Question

A wheel with 10 metallic spokes each 0.5 m long is rotated with a speed of 120 rev/min, in a plane normal to earth's magnetic field at the place. If the magnitude of the field is 0.40 G, what is the induced e.m.f. between the axle and rim of the wheel?

Answer 1

Hint: Use concept of induced e.m.f. and use formula according to direction of magnetic field. Convert rev/min into rev/sec. convert gauss (G) into Tesla. To get a better imagination, take an example of a cycle.

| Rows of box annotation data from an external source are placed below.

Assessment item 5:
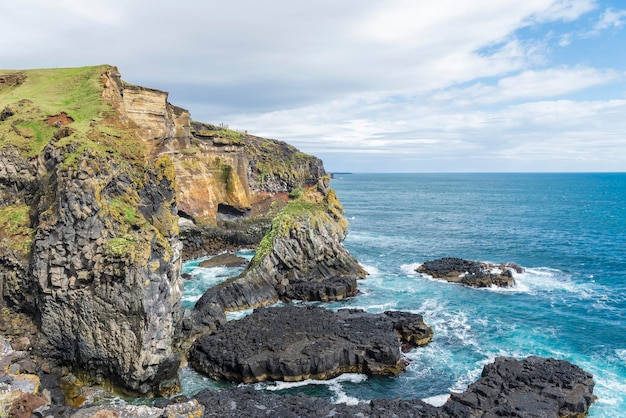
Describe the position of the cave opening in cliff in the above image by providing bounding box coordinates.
[217,203,251,221]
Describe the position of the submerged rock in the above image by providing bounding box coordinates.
[188,357,594,418]
[199,253,248,268]
[448,356,595,418]
[189,306,433,383]
[415,257,523,287]
[194,178,367,330]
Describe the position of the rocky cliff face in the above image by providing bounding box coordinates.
[194,178,367,329]
[0,67,184,393]
[0,66,336,393]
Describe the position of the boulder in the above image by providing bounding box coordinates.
[415,257,523,287]
[199,253,248,268]
[447,356,595,418]
[194,178,367,332]
[188,357,594,418]
[189,305,433,383]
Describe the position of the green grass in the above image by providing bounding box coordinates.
[0,65,111,133]
[0,205,34,255]
[0,65,146,163]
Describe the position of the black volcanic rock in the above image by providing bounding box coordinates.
[415,257,523,287]
[199,253,248,268]
[448,356,595,418]
[187,178,367,332]
[189,306,433,383]
[188,357,594,418]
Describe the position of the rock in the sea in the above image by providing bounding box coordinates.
[189,306,433,383]
[194,177,367,332]
[448,356,595,418]
[199,253,248,268]
[415,257,523,287]
[188,357,594,418]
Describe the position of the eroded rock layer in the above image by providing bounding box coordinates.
[182,357,594,418]
[189,306,433,383]
[415,257,522,287]
[188,177,367,331]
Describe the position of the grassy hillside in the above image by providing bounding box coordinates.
[0,65,143,164]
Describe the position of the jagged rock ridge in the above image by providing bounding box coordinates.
[0,66,332,393]
[189,306,433,383]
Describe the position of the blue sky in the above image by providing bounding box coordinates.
[0,0,626,172]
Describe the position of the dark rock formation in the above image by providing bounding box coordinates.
[189,306,433,383]
[198,253,248,268]
[0,66,182,393]
[184,357,594,418]
[415,257,522,287]
[194,178,367,334]
[180,218,271,261]
[448,357,595,418]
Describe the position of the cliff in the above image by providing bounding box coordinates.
[0,65,324,394]
[0,66,182,393]
[191,177,367,330]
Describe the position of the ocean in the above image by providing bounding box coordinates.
[181,173,626,417]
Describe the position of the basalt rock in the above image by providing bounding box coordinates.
[186,357,594,418]
[180,218,271,261]
[415,257,523,287]
[0,66,184,393]
[448,356,595,418]
[194,178,367,332]
[189,306,433,383]
[198,253,248,268]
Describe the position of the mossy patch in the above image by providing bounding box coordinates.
[0,205,34,255]
[0,66,112,157]
[0,65,147,168]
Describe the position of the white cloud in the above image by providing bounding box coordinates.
[0,0,626,171]
[594,8,626,31]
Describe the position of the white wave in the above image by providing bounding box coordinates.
[226,308,254,321]
[361,264,380,277]
[254,373,367,405]
[422,394,450,407]
[183,294,202,303]
[400,263,422,276]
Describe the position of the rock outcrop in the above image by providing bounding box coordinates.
[189,306,433,383]
[184,357,594,418]
[0,66,358,394]
[0,66,184,393]
[193,177,367,329]
[415,257,523,287]
[448,357,595,417]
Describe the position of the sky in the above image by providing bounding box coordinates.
[0,0,626,172]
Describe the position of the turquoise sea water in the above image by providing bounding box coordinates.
[182,174,626,417]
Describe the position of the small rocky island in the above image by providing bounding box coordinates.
[0,65,594,418]
[189,305,433,383]
[415,257,523,287]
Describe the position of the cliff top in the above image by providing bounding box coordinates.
[0,65,112,157]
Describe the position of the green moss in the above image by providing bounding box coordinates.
[105,236,136,256]
[248,200,325,269]
[0,205,34,255]
[289,186,305,199]
[110,198,145,225]
[0,66,112,157]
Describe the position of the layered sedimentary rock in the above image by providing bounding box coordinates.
[448,356,595,417]
[193,177,366,329]
[0,66,348,393]
[415,257,523,287]
[0,66,184,393]
[184,357,594,418]
[189,306,433,383]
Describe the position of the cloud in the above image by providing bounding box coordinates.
[0,0,626,171]
[594,8,626,31]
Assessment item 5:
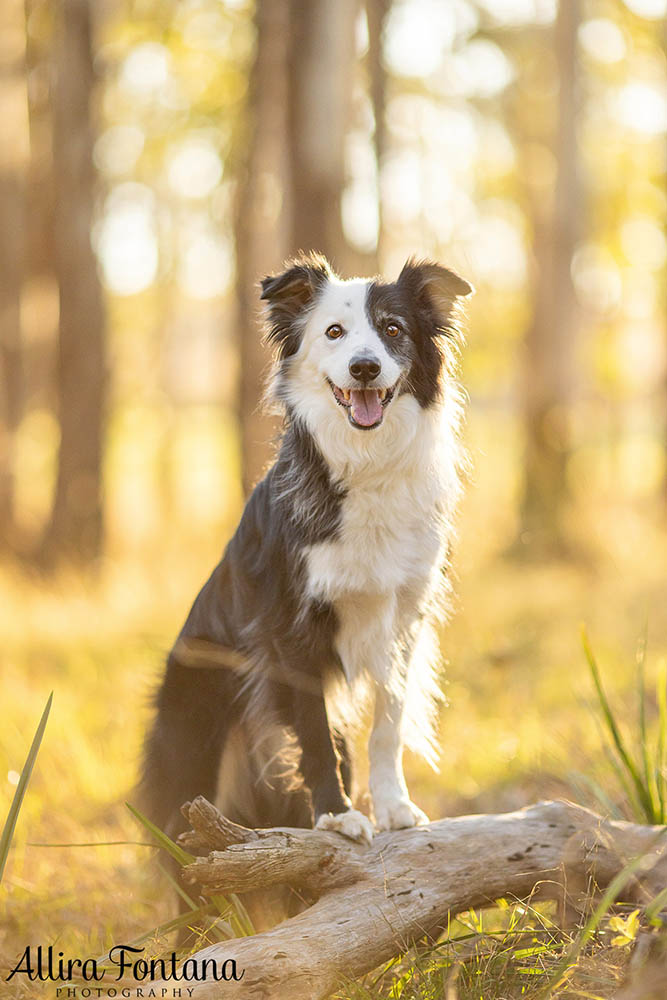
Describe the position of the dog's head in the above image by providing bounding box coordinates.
[262,255,472,431]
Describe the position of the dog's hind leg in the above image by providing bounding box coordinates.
[333,729,352,799]
[140,655,238,838]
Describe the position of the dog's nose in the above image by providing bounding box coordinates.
[349,357,382,382]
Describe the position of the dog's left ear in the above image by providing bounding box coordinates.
[397,258,474,333]
[260,253,333,358]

Complete step by step answer:
 Before proceeding for a solution, let’s understand what the question wants to convey.
Calculate induced e.m.f between axle and rim of the wheel.
Given data:
Metallic spoke =N = 10,
Length of spoke (l) = 0.5m
Magnet field (B) = 0.4 gauss = $0.4*{{10}^{-4}}$T
Frequency = 120 rev/min
Convert it in to minute, we get
Frequency (f) = $\dfrac{120}{60}=2Hz$= 2 rev/sec
We know that one revolution is $2\pi $ radian.
1 rev = $2\pi $ radian
Form frequency we can calculate angular frequency.
$\begin{align}
  & \omega =2\pi f \\
 & \omega =2*\pi *2 \\
\end{align}$
$\omega $=4π radian/sec
We know that, velocity of wheel at rim = $\omega $r
And velocity of wheel at axel = 0
(Since wheel is rotate at axel therefore velocity will be zero and will be maximum at rim)
 Average velocity is given by
Avg.velocity =$\dfrac{0+\omega r}{2}=\dfrac{\omega r}{2}$
Formula of induced e.m.f (e) is
e = $Bvl$
$\begin{align}
  & e=(0.4\times {{10}^{-4}})\times (\dfrac{1}{2}\times 4\pi \times \dfrac{1}{2})\times \dfrac{1}{2} \\
 & e=0.4\times {{10}^{-4}}\times \dfrac{22}{7}\times 0.5 \\
 & e=6.28\times {{10}^{-5}}volt \\
\end{align}$
 Hence induced e.m.f calculated.
Note: It is assumed that all the spokes are parallel to each other, therefore induced e.m.f will be the same everywhere. Note that in question the magnetic field is perpendicular to the plane. Angle between B and plane leads to change the formula of e.m.f.